Health information acquisition and position calculation of plug seedling in greenhouse seedling bed

Abstract The health information acquisition of plug seedlings plays an important role in automatic seedling transplanting. This study proposed the use of a mobile inspection and transplanting machine operation method on the seedbed. Compared with the operation of a fixed transplanter, this method can reduce the workload of tray transportation. When the performing mobile picks and supplements the seedlings, the plug seedling detection system needs to obtain a large-field seedbed image and extract and locate multiple plug trays. Then, the system evaluates the health of the plug seedlings. This paper studied and compared the stitching effect of large-field seedbed images based on block area matching, Harris corner detection, and SURF feature point detection.

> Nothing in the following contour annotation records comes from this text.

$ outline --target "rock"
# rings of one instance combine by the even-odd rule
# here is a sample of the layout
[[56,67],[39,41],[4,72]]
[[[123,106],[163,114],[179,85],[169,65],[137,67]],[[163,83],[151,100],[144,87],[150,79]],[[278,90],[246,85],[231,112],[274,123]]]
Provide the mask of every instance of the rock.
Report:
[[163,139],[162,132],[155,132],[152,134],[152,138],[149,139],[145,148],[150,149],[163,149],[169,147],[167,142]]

Based on the large field seedbed image, the concentric rectangular frame template matching algorithm was designed and developed. This algorithm can realize the precise positioning of multiple plug trays on the large field seedbed image. Thus, the health status of plug seedlings was further assessed according to the area of seedlings in each cell. A 200-cell tray seedbed was the research object, and a digital camera was used to capture the partitioned image of the seedbed in multiple sections. The image stitching algorithm was used to obtain the stitched image of the large-field seedbed. After image preprocessing, including grayscale conversion, binary segmentation, and Gaussian filtering, the concentric rectangular frame template matching algorithm was used to stitched images to achieve the scanning positioning of the multiple plug trays. Furthermore, based on the positioning of the plug tray, the plug tray area was divided, and then the health status of plug seedlings was evaluated. Experiments have proved that the accuracy rate of seedling health information detection is 98.7%. Such results provide basis for precision management of seedling replenishment operations on the seedling bed and meets the requirements of actual operations.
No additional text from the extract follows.